Myanmar Rice Federation assures of sufficient supplies
The rice industry body in Myanmar has reassured the public that there will be sufficient rice for domestic consumption and prices will be controlled amid the global COVID-19 pandemic.
The Myanmar Rice Federation (MRF) released a statement on Friday that it would try to have a sufficient and stable supply of rice for the local market as people started panic-buying after the World Health Organization declared COVID-19 as a pandemic last Thursday.
The following day, the President’s Office announced that all public festivals and activities including Thingyan pandals and other events involving crowds shall not take place starting March 13 until April 30, cancelling public celebrations over the Myanmar new year.
The rice federation statement said that it has been in coordination with various government departments, rice traders, millers, distributors, wholesalers and exporters for the stability of the local market with priority made for sufficiency.
“We released the statement so that the public can avoid unnecessary worries. The government currently has 1.7 million baskets of reserve rice,which were bought from the farmers with its budget. In addition, there is a lot of rice in private hands including exporters, rice merchants and millers,” MRF secretary U Nay Lin Zin told The Myanmar times.
“Now, summer paddy is growing. By the end of March, a huge amount of summer rice will enter the market. So, we’ll have more than enough. There is nothing to be worried about.”

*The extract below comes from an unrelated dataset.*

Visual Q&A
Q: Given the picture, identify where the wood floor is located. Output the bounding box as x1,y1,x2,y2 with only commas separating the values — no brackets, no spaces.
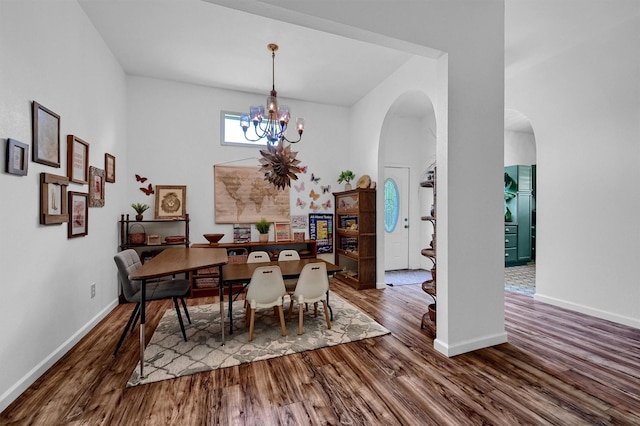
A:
0,284,640,425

If there is a possibility that the price of rice will increase among the retail shops, the reserved rice from the government and the rice of exporters, rice merchants and miller will be sold as a way of controlling the price, he explained.
“We have made arrangements for this case. If it is needed, the government will sell their reserve rice for the people,” he said.
“Myanmar has sufficient rice stocks to meet local demand and more! This was confirmed by the Rice Association in Yangon yesterday. The association said the staple would be distributed by local affiliates in wards and industrial zones at wholesale prices,” U Thaung Tun, minister for investment and foreign economic relations and Myanmar Investment Commission chair wrote on his Twitter. The minister also told the public to rest assured.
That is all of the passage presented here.